The importance of advising on related matters is clearly demonstrated in the key case of Nichols v. Keller. (15 Cal. App. 4th 1672 (1993).) In that case, a workers compensation attorney limited the scope of his involvement to the workers compensation claim. The court of appeal held that the attorney also had a duty to advise his client of the existence of a related third-party claim. By failing to do so, the court held, the attorney breached his duty to the client.
Note that Nichols does not stand for the proposition that the attorney was required to represent the client on the related claim-simply that he had a duty to advise the client that the potential claim existed. This underscores why a thorough diagnostic interview is essential, and why it's important to document the scope of that interview.
Standard of Care
Limitation of the scope of representation is not synonymous with limitation of liability. California Rule of Professional Conduct 3-110 requires that attorneys perform competently, and attorneys remain liable for the quality of all of their work within the scope of their responsibility. Also, California Rule of Professional Conduct 3-400 specifically prohibits attorneys from limiting liability for professional negligence within the scope of their engagement. However, the notes to that rule make clear that it is not "intended to prevent a member from reasonably limiting the scope of the member's employment or representation." (Amended by order of the Cal. S. Ct., 9/14/92.) Attorneys owe clients the same duties of competence (Cal. R. of Prof. Cond. 3-110), confidentiality (Cal. Bus. & Prof. Code ¡±6068(e), and lack of conflicts of interest (Cal. R. of Prof. Cond. 3-310) they owe within the context of full-service representation. The purpose of drawing limitations on scope is not to insulate an attorney from liability for sloppy work but to draw a bright line around the area of the attorney's responsibility-and resulting liability-and to exclude from his or her liability those tasks that fall outside the scope.
More Help on Unbundling
Some attorneys shy away from limited scope representation because they envision having to send detailed "nonengagement" letters-for which they probably won't get paid-to each client after the intake interview. A far more efficient method of assuring informed consent and advising on related issues is to use checklists.

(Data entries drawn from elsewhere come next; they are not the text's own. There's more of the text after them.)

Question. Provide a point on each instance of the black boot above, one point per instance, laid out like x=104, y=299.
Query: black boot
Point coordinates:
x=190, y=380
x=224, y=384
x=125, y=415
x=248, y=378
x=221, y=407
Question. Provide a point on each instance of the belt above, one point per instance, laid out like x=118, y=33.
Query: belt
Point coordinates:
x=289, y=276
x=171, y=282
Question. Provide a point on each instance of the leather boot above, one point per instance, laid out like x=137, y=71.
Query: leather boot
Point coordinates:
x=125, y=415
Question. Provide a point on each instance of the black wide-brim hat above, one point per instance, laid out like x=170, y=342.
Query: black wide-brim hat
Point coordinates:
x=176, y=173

The risk management materials posted on the State Bar of California's website (www.calbar.ca.gov) include detailed checklists for accomplishing both purposes during the intake interview, as well as checklists designed to be used if the scope changes or new issues or tasks arise. If undertaking limited scope, it is wise to download those checklists and tailor them to your specific area of practice. When filled out in the course of the client interview, they constitute a contemporaneous record of the discussion, a reminder to ask about related issues, and evidence of informed consent. Initial the completed checklist, have the client initial it, and give the client a copy. This prevents misunderstanding about what issues or tasks are inside the scope of your responsibility. The State Bar's website also includes four fee agreements for different levels of limited scope.
Many unbundling resources have also been collected on the Judicial Council website at www.courtinfo. ca.gov/programs/equalaccess/ethiss. htm#limited.